CSN and sometimes Y were the biggest band at the turn of the decade, but Neil Young ultimately emerged triumphant, and despite the critical drubbing, I love the initial Souther, Hillman, Furay band album and if you don’t own the two CD "Forgotten Trail" Poco compilation, you’re missing out.

Every one of the surviving Buffalo Springfield members is still working, albeit intermittently for Richie, but they hadn’t been working together until last weekend, and now the Net is blowing up about it.

But no one else is.  It’s like a secret story.  I’m sure there’ll be a story in "Rolling Stone", but that’s too long after the fact.  Then again, "Rolling Stone" broke from its anachronistic ways to follow this story on its Website.

So on one hand it’s just like the sixties all over again, word of mouth is king.  But will this word sustain or die out?

Interesting story…

If this were broadcast live on television, it would have been this week’s biggest entertainment story. Or a live show on HBO.  Did Neil nix exploitation or did no one even think of it or were they waiting to see how it all turned out before they booked the obligatory tour?

There are a zillion YouTube clips.  I’ll link to a few.  But none of them are exactly like being there. And that’s what you wanted to be after viewing them.  You truly felt like you missed out.  And in today’s on demand/DVR/instant replay world you almost never feel that way.

And everybody is owning their age.  Stills, in remarkably good voice considering the recent CSN dates, looks like he’s dressed to go to dinner, not play in front of thousands.  In other words, it’s about the music, not the trappings.

And that’s a beacon to the rest of the world.  Create something great and it lives forever.  And you know what is being produced by the major labels is not built to last, hell, even a GM car will outlast one of today’s hits.

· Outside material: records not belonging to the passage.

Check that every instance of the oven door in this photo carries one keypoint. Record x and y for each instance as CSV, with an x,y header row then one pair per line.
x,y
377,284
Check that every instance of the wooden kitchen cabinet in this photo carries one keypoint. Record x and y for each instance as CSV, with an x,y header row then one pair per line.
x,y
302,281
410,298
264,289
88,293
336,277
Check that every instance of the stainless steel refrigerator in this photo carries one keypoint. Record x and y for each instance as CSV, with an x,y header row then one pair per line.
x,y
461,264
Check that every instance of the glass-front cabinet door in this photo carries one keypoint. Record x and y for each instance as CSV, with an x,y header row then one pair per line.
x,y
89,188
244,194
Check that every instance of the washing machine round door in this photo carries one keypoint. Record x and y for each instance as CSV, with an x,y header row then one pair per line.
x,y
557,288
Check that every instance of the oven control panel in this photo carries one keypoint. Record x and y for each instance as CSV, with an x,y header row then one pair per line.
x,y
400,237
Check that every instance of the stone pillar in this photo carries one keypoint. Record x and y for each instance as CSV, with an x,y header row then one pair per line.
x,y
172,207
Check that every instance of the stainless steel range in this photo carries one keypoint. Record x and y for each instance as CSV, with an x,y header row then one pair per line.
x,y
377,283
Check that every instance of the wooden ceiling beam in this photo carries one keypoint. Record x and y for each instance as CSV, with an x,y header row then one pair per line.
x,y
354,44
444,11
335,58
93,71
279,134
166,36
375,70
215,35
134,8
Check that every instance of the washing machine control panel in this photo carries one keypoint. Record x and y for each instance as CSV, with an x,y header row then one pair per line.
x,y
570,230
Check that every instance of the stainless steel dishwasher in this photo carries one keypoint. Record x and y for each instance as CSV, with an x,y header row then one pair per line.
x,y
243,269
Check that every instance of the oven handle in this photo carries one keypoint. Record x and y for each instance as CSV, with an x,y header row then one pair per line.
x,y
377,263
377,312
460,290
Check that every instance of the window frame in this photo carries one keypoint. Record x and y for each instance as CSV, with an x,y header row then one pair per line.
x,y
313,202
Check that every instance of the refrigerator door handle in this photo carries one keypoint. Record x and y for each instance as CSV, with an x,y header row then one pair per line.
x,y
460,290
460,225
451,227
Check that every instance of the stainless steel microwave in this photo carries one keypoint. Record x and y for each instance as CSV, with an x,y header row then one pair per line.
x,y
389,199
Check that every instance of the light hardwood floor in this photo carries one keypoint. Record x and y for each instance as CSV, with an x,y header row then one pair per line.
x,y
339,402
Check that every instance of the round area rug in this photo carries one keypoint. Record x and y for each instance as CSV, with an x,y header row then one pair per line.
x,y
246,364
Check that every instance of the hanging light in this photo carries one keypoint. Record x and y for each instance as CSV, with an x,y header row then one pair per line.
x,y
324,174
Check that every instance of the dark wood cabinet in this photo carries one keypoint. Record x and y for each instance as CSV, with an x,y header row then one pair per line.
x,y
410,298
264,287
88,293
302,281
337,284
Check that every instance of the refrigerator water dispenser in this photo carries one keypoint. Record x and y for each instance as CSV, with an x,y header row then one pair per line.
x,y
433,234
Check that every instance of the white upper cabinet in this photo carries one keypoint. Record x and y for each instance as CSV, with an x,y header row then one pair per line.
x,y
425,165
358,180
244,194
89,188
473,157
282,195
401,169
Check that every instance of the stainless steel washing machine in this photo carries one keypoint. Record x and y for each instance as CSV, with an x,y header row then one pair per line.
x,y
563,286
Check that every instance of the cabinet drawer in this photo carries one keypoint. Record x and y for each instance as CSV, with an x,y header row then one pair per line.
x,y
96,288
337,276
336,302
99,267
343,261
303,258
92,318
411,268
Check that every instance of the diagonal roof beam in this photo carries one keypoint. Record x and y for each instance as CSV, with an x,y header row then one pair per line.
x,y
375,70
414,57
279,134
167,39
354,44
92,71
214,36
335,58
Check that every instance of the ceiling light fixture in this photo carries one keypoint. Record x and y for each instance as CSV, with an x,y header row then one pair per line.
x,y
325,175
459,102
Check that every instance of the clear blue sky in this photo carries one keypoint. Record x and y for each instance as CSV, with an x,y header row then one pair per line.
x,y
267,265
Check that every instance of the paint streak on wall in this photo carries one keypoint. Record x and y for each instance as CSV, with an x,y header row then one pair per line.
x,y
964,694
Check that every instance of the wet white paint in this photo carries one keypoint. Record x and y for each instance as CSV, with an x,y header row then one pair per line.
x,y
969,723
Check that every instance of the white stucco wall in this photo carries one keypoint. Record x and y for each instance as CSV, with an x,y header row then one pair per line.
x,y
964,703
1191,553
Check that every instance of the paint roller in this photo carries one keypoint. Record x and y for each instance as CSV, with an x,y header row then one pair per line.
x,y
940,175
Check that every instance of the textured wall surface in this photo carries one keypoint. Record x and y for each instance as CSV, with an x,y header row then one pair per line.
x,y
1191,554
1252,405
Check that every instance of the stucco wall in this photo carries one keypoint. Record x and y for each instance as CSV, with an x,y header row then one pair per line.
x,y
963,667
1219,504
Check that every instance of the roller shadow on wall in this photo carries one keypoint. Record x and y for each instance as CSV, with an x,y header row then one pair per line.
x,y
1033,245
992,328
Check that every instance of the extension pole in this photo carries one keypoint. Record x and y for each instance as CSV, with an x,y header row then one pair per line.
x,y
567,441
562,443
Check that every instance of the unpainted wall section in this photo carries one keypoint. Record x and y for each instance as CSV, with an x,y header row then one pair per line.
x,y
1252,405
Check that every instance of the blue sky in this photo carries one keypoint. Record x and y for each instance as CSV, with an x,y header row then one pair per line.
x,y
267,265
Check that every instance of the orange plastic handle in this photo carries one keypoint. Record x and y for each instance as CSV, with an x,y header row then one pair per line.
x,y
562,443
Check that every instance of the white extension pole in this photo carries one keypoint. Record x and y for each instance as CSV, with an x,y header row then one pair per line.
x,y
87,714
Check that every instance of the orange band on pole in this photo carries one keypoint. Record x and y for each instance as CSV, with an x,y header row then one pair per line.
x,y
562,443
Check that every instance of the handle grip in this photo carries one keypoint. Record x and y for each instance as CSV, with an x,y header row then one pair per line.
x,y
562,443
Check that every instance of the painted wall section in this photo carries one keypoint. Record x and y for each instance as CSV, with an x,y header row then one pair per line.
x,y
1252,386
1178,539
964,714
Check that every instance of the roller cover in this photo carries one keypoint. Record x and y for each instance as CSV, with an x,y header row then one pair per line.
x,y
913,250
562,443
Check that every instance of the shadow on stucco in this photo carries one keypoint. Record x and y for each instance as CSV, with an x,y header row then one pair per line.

So we’re getting back to the garden.  This performance was not built on hype.  By time it happened, we were not already tired of it.  It snuck up on us, passed by word of mouth like the need to attend Woodstock.  The mainstream was out of the loop.  But those who needed to know did.  This is the way it used to be, and this is the way it is right now.  Hype is not everything.  If this show had been hyped, we’d have already forgotten it.  But now people are still discovering it.  It feels like we’re in the middle of something.  Like Stephen sings, there’s something happening here, what it is ain’t exactly clear.